Growth HQ
Teams often struggle with manual data entry after meetings or events. Business cards and notes are easily misplaced, while contextual insights fade over time. This delays CRM updates, reduces accuracy, and increases the administrative burden on staff.
Growth HQ implemented a conversational AI pipeline that connects real-world interactions to structured digital systems. By integrating OCR, NLP, and workflow automation within messaging channels, the system delivers real-time lead creation and context preservation across CRM tools.

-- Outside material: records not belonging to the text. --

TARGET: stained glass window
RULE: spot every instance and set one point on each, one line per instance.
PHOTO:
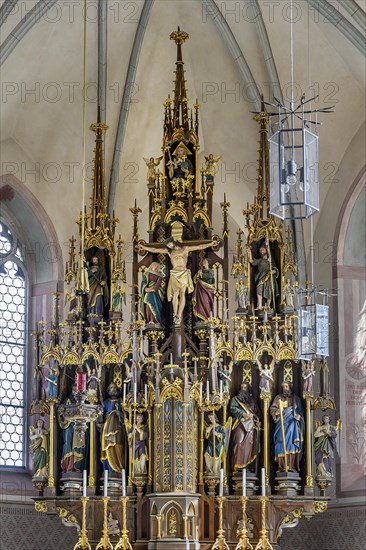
(13, 295)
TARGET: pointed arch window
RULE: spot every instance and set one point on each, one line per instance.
(13, 317)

The system transformed how teams capture and process contact data. With AI-driven extraction and instant CRM routing, users experienced an 85% reduction in manual entry time, a 3× faster follow-up rate, and a significant boost in CRM data accuracy. The process improved collaboration, shortened go-to-market cycles, and allowed human teams to focus on higher-value interactions.
85%
Reduction in manual data entry workload
3×
Faster lead response time
50%
Improvement in CRM data completeness and accuracy
Automate
Time from contact capture to CRM visibility, Lead routing by specialization or volume
Growth HQ developed an intelligent contact orchestration system that enables users to submit business and contact information through messaging channels like Telegram. By snapping a photo of a business card or typing contextual notes, the AI automatically extracts and structures the information into CRM-ready leads, streamlining post-meeting workflows.
The process starts naturally within messaging apps. Users can initialize context, describe the contact, and upload supporting materials such as business cards or screenshots. The AI then interprets the data, merging fields, tags, and notes into a single master contact record before routing it into the CRM.

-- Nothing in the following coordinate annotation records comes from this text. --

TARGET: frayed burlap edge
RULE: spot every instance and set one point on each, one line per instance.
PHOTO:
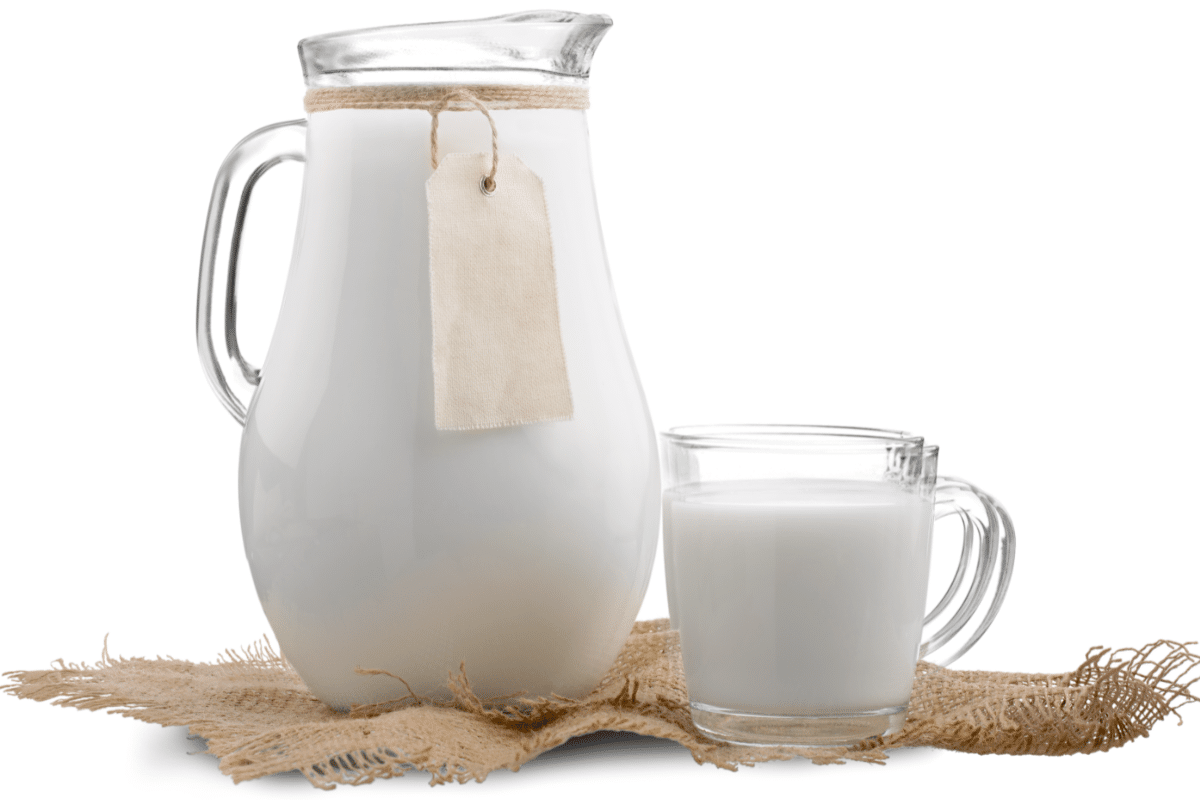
(258, 719)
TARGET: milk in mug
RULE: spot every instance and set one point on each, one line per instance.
(797, 596)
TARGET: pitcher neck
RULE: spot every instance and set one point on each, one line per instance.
(540, 48)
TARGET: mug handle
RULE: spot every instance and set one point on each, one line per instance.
(984, 524)
(228, 372)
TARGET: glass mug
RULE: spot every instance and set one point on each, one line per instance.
(797, 565)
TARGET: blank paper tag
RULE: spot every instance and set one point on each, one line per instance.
(497, 347)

Users can easily attach a photo of a business card or any other visual material to enrich the submission. This step ensures that all contact data—visual or textual—is captured seamlessly in one flow, providing more complete records for CRM automation.

The AI engine processes the uploaded text and images, extracting structured data such as name, company, designation, phone, and email. It consolidates tags, contextual notes, and meeting details into a unified format suitable for CRM ingestion, improving accuracy and eliminating redundant entries.

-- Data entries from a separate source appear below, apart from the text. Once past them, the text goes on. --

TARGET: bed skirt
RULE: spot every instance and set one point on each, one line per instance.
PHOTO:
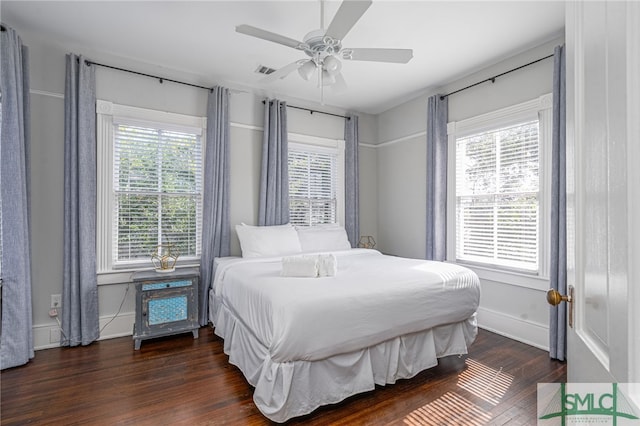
(289, 389)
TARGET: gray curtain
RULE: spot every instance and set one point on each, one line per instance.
(558, 264)
(215, 208)
(437, 117)
(17, 332)
(274, 177)
(351, 170)
(79, 286)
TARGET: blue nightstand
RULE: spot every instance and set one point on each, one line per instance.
(166, 303)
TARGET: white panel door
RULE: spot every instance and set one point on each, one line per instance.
(603, 190)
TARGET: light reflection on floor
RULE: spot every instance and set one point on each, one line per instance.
(452, 408)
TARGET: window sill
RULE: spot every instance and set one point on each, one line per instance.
(123, 276)
(509, 277)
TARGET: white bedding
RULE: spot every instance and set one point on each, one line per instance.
(378, 319)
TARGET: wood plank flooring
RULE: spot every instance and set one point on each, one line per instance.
(181, 381)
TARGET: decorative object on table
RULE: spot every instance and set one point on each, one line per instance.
(366, 241)
(166, 304)
(164, 258)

Once the data is structured, it appears immediately in the CRM as a new lead or deal record, complete with contextual notes and attached media. Leads are auto-routed by volume or specialization—for instance, assigning eCommerce marketing-related contacts to the appropriate team for faster follow-ups.

This unified system minimizes manual data entry, maintains full context from in-person meetings, and synchronizes team workflows—allowing staff to focus on high-value tasks rather than administrative duties.